Guntur menyelesaikan tugasnya dengan cepat, agar bisa membantu ibunya. Jika tidak, menebus obat adiknya pakai apa? Sudah dua minggu Narnia sakit. Badannya panas, kaki dingin seperti orang tidak bernyawa. Obat yang digunakan hanya menggunakan obat yang dijual di warung. Mau berobat ke dokter, takut diberi pertanyaan beruntun dan biayanya mahal. Ibunya tidak pernah mengenyam bangku sekolahan, merasa takut bila bertemu dengan orang-orang dalam suasana perkantoran.
Di rumah pak kadus, banyak sekali pekerjaan yang harus diselesaikan. Guntur begitu rajin dan tidak mengeluh sedikit pun pada tugas yang diberikan. Malah senang karena bisa membantu ibunya.
Bocah sulung itu terus berpikir, bagaimana caranya bisa kembali duduk di bangku sekolah yang sudah berhenti di kelas dua SD, sejak ayahnya meninggal. Namun, tidak pernah dirinya merasa putus asa dengan impiannya kelak.
"Guntur, Guntur, Guntur, Guntur, Guntur," panggil anak-anak sebayanya sepulang sekolah.
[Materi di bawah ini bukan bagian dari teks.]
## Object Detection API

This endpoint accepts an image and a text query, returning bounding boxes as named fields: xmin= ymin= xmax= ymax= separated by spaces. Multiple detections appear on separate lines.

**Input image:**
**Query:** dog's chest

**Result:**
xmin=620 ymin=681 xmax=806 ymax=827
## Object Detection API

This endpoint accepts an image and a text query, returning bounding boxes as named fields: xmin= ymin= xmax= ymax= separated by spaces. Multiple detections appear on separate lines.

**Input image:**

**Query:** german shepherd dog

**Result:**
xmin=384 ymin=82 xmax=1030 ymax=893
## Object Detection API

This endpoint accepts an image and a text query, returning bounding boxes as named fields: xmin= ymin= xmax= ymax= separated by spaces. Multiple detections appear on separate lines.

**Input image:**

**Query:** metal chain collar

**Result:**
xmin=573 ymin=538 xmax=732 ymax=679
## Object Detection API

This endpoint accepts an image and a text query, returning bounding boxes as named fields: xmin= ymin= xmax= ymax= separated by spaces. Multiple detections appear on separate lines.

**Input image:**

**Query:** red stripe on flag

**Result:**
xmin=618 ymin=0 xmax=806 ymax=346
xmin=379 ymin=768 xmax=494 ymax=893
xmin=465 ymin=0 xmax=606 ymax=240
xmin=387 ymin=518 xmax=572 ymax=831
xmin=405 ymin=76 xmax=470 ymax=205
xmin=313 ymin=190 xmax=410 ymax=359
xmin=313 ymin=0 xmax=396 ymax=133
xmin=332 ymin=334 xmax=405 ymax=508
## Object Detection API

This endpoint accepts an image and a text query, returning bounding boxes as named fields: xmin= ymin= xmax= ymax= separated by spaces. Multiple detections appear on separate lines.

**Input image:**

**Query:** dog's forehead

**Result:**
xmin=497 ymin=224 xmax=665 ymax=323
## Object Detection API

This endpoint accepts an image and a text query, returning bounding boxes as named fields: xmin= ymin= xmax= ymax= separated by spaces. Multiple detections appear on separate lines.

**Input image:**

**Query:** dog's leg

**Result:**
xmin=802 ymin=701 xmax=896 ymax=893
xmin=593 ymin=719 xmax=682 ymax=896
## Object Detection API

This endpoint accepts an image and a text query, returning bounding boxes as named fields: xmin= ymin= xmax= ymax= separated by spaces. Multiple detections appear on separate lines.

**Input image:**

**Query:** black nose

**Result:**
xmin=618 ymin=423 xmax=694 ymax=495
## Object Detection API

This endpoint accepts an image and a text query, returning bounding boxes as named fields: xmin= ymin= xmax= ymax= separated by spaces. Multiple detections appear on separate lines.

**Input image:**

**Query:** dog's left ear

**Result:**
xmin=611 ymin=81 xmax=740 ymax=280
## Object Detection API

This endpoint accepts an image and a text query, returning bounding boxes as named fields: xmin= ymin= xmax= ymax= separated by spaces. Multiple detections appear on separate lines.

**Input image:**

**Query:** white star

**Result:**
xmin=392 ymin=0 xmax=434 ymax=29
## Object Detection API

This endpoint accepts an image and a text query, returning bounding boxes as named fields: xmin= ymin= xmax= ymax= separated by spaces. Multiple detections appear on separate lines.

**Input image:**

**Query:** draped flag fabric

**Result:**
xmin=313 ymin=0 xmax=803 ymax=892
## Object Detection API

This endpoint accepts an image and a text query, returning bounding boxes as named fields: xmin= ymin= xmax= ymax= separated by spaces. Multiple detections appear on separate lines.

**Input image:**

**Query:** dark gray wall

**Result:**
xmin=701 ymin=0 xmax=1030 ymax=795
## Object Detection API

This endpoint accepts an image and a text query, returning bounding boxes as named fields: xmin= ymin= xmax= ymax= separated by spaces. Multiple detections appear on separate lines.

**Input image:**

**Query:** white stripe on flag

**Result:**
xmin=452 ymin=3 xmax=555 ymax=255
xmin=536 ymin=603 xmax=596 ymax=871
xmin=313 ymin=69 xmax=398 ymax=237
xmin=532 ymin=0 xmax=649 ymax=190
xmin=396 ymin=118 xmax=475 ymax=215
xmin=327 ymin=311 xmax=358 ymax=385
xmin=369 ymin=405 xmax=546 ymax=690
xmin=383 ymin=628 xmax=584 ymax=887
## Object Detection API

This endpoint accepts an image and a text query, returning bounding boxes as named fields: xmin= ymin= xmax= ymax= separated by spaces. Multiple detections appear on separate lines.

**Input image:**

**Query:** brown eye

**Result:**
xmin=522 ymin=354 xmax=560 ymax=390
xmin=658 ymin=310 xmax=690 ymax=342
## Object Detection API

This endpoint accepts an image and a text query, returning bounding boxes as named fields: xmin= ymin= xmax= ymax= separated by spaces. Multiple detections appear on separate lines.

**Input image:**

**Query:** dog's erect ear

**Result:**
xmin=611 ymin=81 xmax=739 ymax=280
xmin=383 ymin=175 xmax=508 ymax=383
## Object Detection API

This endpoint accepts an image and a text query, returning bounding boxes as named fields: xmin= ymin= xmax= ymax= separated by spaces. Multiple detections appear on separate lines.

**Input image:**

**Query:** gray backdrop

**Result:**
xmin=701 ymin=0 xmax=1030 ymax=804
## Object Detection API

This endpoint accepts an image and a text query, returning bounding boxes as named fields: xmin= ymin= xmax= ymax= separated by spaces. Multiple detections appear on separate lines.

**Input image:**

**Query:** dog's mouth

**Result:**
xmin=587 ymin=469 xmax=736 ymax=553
Menyebutkan namanya dengan niat mengejek kalau Guntur bukan anak sekolahan seperti mereka. Bocah itu sedang menyapu halaman rumah pak kadus karena terlihat kotor. Sebentar lagi para tamu akan segera hadir.
"Guntur! Kapan kau sekolah, woy! Lama-lama kau jadi orang paling bodoh di kampung ini. Ha-ha-ha," ejek salah satu dari teman sebayanya, lalu menertawakan bersama-sama.